Mission:
The Center for the Arts is established to provide arts-related organizations with an environment to maximize their programming potential to stimulate the community's cultural growth. It provides the community with a venue to foster an understanding of and appreciation for the arts, enhance artistic expression and communication, and to enrich community interaction.
The Springfield Center for the Arts is itself a product of the human drive to create. The organization grew from the collective desires of arts organizations and arts patrons to build a new facility that would meet the physical needs of the organizations and serve as a cultural hub for the City of Springfield. What began as a dream is becoming a reality as musical, theatrical and dance performance groups, visual artists, writers, and photographers all have a place to call home.
History
In the early 1980s, Kay Feurer, then Executive Director of the Springfield Area Arts Council, imagined a cultural center at the Springfield Masonic Temple. But, at the time, this vision was seemingly unattainable. In 1999 Mayor Karen Hasara formed a group to envision the direction of the city in the next 20 years. With direct input from many citizens, the Springfield 2020 committee placed a home for the arts in downtown Springfield at the top of the list, further strengthening the concepts already in place.

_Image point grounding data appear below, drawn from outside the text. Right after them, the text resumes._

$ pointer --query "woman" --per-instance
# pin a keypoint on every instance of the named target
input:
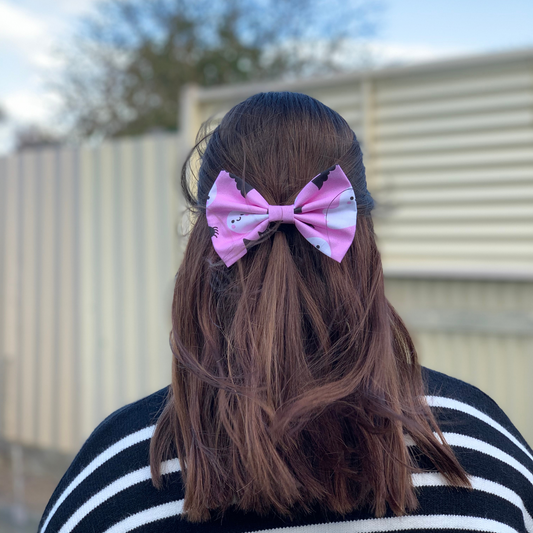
(297, 398)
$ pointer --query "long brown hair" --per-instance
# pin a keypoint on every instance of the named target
(294, 381)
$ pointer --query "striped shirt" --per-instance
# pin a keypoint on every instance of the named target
(108, 488)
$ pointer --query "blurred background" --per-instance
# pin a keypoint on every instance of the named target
(101, 100)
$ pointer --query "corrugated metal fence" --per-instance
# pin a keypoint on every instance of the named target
(90, 244)
(88, 256)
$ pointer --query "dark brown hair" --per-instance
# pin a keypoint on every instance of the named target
(294, 381)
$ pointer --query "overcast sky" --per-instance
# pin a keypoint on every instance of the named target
(409, 30)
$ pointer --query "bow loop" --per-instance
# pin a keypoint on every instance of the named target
(324, 212)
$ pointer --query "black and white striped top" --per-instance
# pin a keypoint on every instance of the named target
(108, 488)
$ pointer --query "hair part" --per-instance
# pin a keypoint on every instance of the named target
(294, 380)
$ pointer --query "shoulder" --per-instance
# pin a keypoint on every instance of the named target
(110, 475)
(486, 442)
(447, 395)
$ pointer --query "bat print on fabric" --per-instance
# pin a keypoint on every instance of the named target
(324, 212)
(242, 186)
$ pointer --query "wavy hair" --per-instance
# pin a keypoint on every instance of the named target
(294, 381)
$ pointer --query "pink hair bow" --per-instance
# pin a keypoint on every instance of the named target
(324, 212)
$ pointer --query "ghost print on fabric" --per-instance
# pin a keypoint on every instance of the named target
(324, 212)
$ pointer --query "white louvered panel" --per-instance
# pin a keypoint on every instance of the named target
(464, 105)
(435, 178)
(472, 231)
(451, 86)
(496, 119)
(106, 248)
(511, 156)
(67, 312)
(460, 142)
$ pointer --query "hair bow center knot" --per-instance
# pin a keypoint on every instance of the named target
(282, 213)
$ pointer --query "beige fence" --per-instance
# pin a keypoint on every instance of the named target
(88, 242)
(88, 255)
(448, 148)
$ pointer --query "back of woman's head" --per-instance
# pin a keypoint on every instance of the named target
(294, 380)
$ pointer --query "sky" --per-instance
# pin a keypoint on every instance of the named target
(407, 31)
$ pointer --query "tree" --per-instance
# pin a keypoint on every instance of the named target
(124, 69)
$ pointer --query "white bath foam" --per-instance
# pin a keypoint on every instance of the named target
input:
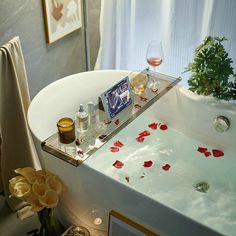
(175, 187)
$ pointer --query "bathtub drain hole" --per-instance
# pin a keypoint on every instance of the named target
(202, 186)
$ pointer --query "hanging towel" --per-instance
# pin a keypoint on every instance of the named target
(17, 147)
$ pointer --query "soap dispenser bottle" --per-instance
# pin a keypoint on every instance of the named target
(82, 119)
(92, 119)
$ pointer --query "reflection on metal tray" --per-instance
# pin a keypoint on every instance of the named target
(91, 141)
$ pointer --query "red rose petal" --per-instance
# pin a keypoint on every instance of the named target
(117, 121)
(207, 154)
(142, 98)
(77, 142)
(144, 133)
(137, 106)
(114, 149)
(118, 143)
(118, 164)
(202, 150)
(153, 126)
(107, 122)
(217, 153)
(163, 127)
(102, 136)
(147, 164)
(127, 179)
(154, 90)
(166, 167)
(140, 139)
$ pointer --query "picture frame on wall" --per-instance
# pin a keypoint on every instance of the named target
(61, 17)
(120, 225)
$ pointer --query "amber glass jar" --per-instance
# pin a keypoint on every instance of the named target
(66, 130)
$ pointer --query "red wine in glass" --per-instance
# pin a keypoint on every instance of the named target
(154, 58)
(154, 61)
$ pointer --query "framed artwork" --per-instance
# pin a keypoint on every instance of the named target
(120, 225)
(116, 98)
(61, 17)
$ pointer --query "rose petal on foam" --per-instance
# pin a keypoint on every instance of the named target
(163, 127)
(118, 143)
(217, 153)
(118, 164)
(166, 167)
(140, 139)
(153, 126)
(202, 149)
(117, 121)
(147, 164)
(207, 154)
(50, 199)
(144, 133)
(114, 149)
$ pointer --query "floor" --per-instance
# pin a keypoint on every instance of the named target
(10, 225)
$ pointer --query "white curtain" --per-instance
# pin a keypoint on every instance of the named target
(126, 27)
(17, 149)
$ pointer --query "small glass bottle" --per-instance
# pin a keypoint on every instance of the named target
(92, 119)
(82, 119)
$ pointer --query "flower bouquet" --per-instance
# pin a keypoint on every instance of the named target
(41, 190)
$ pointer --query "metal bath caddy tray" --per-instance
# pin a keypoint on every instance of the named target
(77, 152)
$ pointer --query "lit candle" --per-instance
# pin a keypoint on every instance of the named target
(97, 221)
(66, 130)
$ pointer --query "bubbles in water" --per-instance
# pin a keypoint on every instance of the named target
(202, 186)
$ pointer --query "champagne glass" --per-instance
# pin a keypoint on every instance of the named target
(154, 58)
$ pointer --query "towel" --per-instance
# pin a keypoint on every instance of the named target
(17, 147)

Then in 2001, through the generous gift of Carolyn Oxtoby and Stephen Bartholf, the Masonic Temple was purchased, and the not-for-profit organization Springfield Arts Center, Inc. began the quest to transfigure the facility into the Center for the Arts. Additional funding was secured from the Illinois Arts Council for architectural planning and consultation. Recognizing the immense public benefit this project held for the people of Springfield, the State of Illinois awarded a grant of $5.5 million to begin the renovation. Disbursement of state monies came in 2003, and renovation work began almost immediately.